A Fraser Institute report released Tuesday has shed light on Alberta’s financial state, and how the government lost billions in less than a decade.

The report blames the provincial government’s ‘inability to hold government spending to the rate of inflation, plus population growth’ on its loss of billions of dollars since 2005.

“Alberta’s approach to spending in recent years can be compared to a worker who earns a Christmas bonus one year and assumes that money will be there every year,” Report author Mark Milke said in a press release.

In the report, Milke examined the provincial governments past budgets starting in 2005-2006, to last year’s budget.

Milke stated that although governments said they needed to control spending, and plan for fluctuating resource prices, they did not follow through.

A review of actual spending choices made by the government shows program spending has steadily increased well above the rate of inflation and population growth – which has led to growing deficits.

To demonstrate, the report calculated Alberta program spending was $10,526 per person last year – up nearly $1,000 from 2005-2006 program spending, which was at about $9,594 per person.

The report goes on to say if the province had controlled spending increases, connected to the rate of inflation and population growth since 2005, the province would have spent $22.1 billion less than it did.

This year alone, the report said program spending is $3.6 billion higher than it would have been if spending increases had matched actual growth since 2005.

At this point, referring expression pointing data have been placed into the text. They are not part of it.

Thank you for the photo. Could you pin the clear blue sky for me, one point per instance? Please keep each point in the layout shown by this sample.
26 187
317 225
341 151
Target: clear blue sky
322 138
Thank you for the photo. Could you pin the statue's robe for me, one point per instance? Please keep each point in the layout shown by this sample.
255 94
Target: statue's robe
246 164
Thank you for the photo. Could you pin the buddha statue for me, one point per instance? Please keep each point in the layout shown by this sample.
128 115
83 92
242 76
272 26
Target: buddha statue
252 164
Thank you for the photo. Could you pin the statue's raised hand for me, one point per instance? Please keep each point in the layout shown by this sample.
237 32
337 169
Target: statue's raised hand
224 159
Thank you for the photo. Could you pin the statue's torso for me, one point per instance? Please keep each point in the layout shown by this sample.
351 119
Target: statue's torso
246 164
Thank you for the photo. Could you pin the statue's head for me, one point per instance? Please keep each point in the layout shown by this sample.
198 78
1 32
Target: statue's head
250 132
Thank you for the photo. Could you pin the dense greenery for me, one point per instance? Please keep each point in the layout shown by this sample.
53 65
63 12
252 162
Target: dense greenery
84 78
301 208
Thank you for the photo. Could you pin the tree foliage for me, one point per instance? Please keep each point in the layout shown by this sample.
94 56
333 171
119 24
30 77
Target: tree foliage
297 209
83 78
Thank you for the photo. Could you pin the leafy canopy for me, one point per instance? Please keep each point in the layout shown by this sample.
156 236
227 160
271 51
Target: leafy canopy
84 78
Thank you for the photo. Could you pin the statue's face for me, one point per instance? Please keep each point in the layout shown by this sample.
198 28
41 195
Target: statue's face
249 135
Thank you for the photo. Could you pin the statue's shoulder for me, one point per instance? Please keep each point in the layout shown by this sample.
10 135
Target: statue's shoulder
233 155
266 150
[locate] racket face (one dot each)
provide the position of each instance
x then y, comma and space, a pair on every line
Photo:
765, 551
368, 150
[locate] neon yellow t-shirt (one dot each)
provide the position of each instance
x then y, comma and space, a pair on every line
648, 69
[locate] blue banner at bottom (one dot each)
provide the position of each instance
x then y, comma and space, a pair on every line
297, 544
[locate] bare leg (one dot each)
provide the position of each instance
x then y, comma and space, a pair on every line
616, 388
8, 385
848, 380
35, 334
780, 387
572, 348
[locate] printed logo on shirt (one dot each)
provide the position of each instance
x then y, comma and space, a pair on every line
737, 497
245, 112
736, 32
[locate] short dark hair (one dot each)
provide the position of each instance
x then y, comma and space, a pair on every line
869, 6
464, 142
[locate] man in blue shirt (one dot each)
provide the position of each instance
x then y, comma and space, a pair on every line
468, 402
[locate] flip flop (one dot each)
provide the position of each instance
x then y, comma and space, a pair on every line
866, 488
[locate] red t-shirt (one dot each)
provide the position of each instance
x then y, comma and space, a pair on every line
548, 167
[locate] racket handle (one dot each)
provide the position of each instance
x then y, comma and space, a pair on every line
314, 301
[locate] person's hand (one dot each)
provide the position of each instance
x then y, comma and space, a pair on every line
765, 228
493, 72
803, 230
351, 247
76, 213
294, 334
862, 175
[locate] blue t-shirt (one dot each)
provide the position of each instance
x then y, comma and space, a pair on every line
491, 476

If it had, Milke said the province would have had a surplus budget every year in the last eight years – including during the recession in 2008-2009. Milke stated a number of economists had warned the province about the hazards of crafting budgets based on boom-time numbers.

Milke said the government should consider the following options in order to balance its next budget: provide annual estimates of public sector compensation costs, compared to the private sector relative to provincial spending, try to bring public sector compensation closer to private sector compensation, freeze overall spending growth to make up for past increases and ensure future spending increases match the rate of inflation.